= Associated Recording Studios =

Defunct independent New York recording studio

Associated Recording Studios, familiarly known as Associated, was based in the music district of New York City from 1946 to 1985, near the famous Brill Building. As New York's major independent recording studio for almost 40 years, Associated was used by all types of musicians, singers, songwriters, producers and publishers in New York's thriving music industry.
==Location and ownership==
First located on Broadway, Associated moved a few blocks to a larger space in 1961 at 723 7th Avenue, near 48th Street, at the northern end of Times Square. Associated was owned and operated by Nathan “Nat” Schnapf and Paul Friedberger, who met while working as radar technicians at Western Electric during World War II.
==Genres and business model==
As a major independent studio, Associated was available to anyone with a recording need. It was used by talent from the entire range of New York's music industry: opera, jazz, broadway, pop, blues, and even country. Beyond pure entertainment, the studio recorded political ads, advertising jingles, comedy albums – just about anything; including a rare field recording of a speech by Albert Einstein.

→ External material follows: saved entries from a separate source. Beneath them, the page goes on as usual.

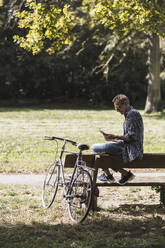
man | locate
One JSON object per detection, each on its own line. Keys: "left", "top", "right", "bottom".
{"left": 92, "top": 94, "right": 144, "bottom": 185}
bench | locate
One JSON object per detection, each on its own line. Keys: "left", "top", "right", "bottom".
{"left": 64, "top": 153, "right": 165, "bottom": 210}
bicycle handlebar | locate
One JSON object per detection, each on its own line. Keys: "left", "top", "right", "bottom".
{"left": 44, "top": 136, "right": 77, "bottom": 146}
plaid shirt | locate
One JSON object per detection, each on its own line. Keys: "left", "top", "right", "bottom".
{"left": 122, "top": 106, "right": 144, "bottom": 163}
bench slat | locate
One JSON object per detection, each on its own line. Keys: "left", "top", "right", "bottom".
{"left": 64, "top": 154, "right": 95, "bottom": 168}
{"left": 95, "top": 153, "right": 165, "bottom": 169}
{"left": 64, "top": 153, "right": 165, "bottom": 168}
{"left": 96, "top": 182, "right": 165, "bottom": 186}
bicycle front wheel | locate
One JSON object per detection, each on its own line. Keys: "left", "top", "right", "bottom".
{"left": 42, "top": 161, "right": 60, "bottom": 208}
{"left": 67, "top": 169, "right": 93, "bottom": 223}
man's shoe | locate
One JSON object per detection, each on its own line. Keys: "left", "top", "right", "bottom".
{"left": 97, "top": 173, "right": 115, "bottom": 182}
{"left": 118, "top": 171, "right": 135, "bottom": 185}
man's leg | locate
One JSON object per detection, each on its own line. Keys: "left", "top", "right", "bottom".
{"left": 91, "top": 141, "right": 123, "bottom": 155}
{"left": 92, "top": 141, "right": 124, "bottom": 182}
{"left": 92, "top": 141, "right": 135, "bottom": 183}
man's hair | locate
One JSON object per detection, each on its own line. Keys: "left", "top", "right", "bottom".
{"left": 112, "top": 94, "right": 130, "bottom": 105}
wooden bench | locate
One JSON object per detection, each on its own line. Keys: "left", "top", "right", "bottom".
{"left": 64, "top": 153, "right": 165, "bottom": 210}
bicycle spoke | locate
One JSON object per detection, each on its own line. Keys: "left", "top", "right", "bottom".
{"left": 67, "top": 170, "right": 93, "bottom": 223}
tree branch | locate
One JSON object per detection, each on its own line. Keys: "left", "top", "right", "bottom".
{"left": 91, "top": 32, "right": 135, "bottom": 75}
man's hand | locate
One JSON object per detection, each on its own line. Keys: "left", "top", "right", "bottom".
{"left": 99, "top": 130, "right": 122, "bottom": 142}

With the ascendency of Rock and Roll in the 1950s and 1960s, Associated's staple business became making “demo” records for up and coming singers and bands, and for New York's large community of songwriters, publishers and producers seeking to strike it rich with a hit song. Much of the material covered by the artists of the 1950s and 1960s was written by the many great songwriters of the day. These songwriters acted independently of the major record labels, often working for one of the large number of publishing companies inhabiting the Brill Building and surrounding area. Taking the idea for a song, the writers/publishers/producers would come to Associated to cut a demo, often adapting and improvising along the way, which would then be used to try to entice a known artist to cover the song. In most instances, once an act's success was established it would sign with a record label and typically, would thereafter use the label's private studio. Accordingly, making recordings for established artists was only a small portion Associated's business. Nonetheless, many major “hits” where recorded there. Some by up and coming artists who went on to long, successful careers; others by “one hit wonders.” Associated was never involved in mass production of records or tapes. In most cases the end product of a recording session was a session tape and a record made using a lathe to cut a groove on a lacquer-covered aluminum disk.

While working there as an engineer in 1966, songwriter Jerry Samuels conceived and recorded the novelty hit single, "They're Coming To Take Me Away", which was released by Warner Brothers Records with the artist listed as Napoleon XIV.

==Additional services==
In addition to providing the recording space and equipment, Associated provided engineers and, if requested, hired studio musicians, many of which were enormously talented. It maintained a large assortment of standard and exotic instruments – from penny whistles to Hammond organs, and its engineers were always willing to experiment with new recording techniques to get that new sound many artists were looking for.

==Closure==
The 1970s and 1980s brought major changes to the recording industry which impacted Associated business. During this time, recording technology was changing and developing quickly, and more and more recording artists began writing their own material, cutting the role of independent songwriters. Ultimately, these factors led the Associated's owners to shut down as they neared retirement age.